The first time I learned about racism, I was 7 years old. A little boy hit me in the mouth with a plastic Kool-aid bottle and called me the n-word. I had never heard that word before, and my second grade teacher had to explain it to me. It was confusing and hurtful for many reasons. Perhaps the most insidious part of it was not the overt ignorance and bigotry, however, but the fact that adults and children alike tried to placate me and told me not to worry about it—“it doesn’t really apply to you because you’re not black.”
As we can all acknowledge now, that was hardly the point.
Most non-white people will tell you that they first experienced racism as a child, and as a result have been exposed to a much different side of vocabulary, discussion, fear, suspicion (this list goes on) than white children have, for a much longer period of time. As children who experience racism grow up, they become adults whose lives are shaped by an entirely different context than children who have never experienced or had to think about race—and for many black men and women, that context has been one of overt aggression and dismissal of their very personhood.
Maybe the most important thing I want to say here is this:
Your child is not too young to talk about race.
Black parents do not have the luxury of choosing when their children are first made aware of racism.
Additionally, in order to effectively speak to children about race, it is vital that parents have their own understanding of the sources and lasting effects of systematic racism. To that end, we are gathering resources both for grown-ups and children to start and to continue the work of dismantling institutional bigotry.
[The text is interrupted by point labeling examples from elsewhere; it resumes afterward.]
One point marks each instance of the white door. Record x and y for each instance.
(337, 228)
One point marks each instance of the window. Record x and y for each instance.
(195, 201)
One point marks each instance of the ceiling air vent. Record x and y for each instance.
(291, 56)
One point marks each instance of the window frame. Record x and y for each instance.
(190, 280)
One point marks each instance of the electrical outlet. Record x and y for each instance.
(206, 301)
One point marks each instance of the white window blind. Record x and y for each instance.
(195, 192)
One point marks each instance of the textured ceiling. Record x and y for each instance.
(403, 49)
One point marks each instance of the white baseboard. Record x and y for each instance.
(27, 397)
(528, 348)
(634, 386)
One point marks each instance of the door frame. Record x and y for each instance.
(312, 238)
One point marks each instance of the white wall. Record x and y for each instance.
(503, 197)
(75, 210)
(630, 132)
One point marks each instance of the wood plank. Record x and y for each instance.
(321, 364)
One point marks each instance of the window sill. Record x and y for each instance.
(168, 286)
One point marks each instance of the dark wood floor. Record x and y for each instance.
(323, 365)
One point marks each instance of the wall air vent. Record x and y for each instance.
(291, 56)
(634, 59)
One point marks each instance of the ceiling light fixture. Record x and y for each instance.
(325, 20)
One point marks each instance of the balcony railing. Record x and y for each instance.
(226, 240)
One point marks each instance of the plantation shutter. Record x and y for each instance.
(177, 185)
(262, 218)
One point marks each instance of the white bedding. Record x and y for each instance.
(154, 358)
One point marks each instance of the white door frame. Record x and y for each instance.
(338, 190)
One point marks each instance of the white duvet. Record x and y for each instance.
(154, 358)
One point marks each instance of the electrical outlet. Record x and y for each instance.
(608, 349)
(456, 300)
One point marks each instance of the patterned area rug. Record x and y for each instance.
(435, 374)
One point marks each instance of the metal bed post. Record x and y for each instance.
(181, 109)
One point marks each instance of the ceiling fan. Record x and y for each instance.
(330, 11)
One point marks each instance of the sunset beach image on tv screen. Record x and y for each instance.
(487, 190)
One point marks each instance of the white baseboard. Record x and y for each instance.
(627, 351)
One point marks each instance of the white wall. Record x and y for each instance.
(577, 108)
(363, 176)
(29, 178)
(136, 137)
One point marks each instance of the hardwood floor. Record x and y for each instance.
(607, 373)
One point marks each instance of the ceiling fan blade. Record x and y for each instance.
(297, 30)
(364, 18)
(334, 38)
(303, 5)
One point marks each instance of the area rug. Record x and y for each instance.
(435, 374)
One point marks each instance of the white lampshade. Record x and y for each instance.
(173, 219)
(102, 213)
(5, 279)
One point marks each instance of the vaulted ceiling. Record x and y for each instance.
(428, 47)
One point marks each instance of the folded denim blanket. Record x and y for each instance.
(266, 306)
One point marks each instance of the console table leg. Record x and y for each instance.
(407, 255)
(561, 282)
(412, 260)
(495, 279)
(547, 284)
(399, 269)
I only know what I have lived. My experiences with racism have been mostly limited to outright verbal or implied micro-aggressions. That is yet another privilege of my Indian-American minority status that many black people have never enjoyed.
We will be doing our best to amplify the voices, words, and perspectives of others in order to continue to educate ourselves as well as be a resource to families. Please share with us resources that have been helpful to you as well. Remember that you have to want to listen, and that the work starts with you.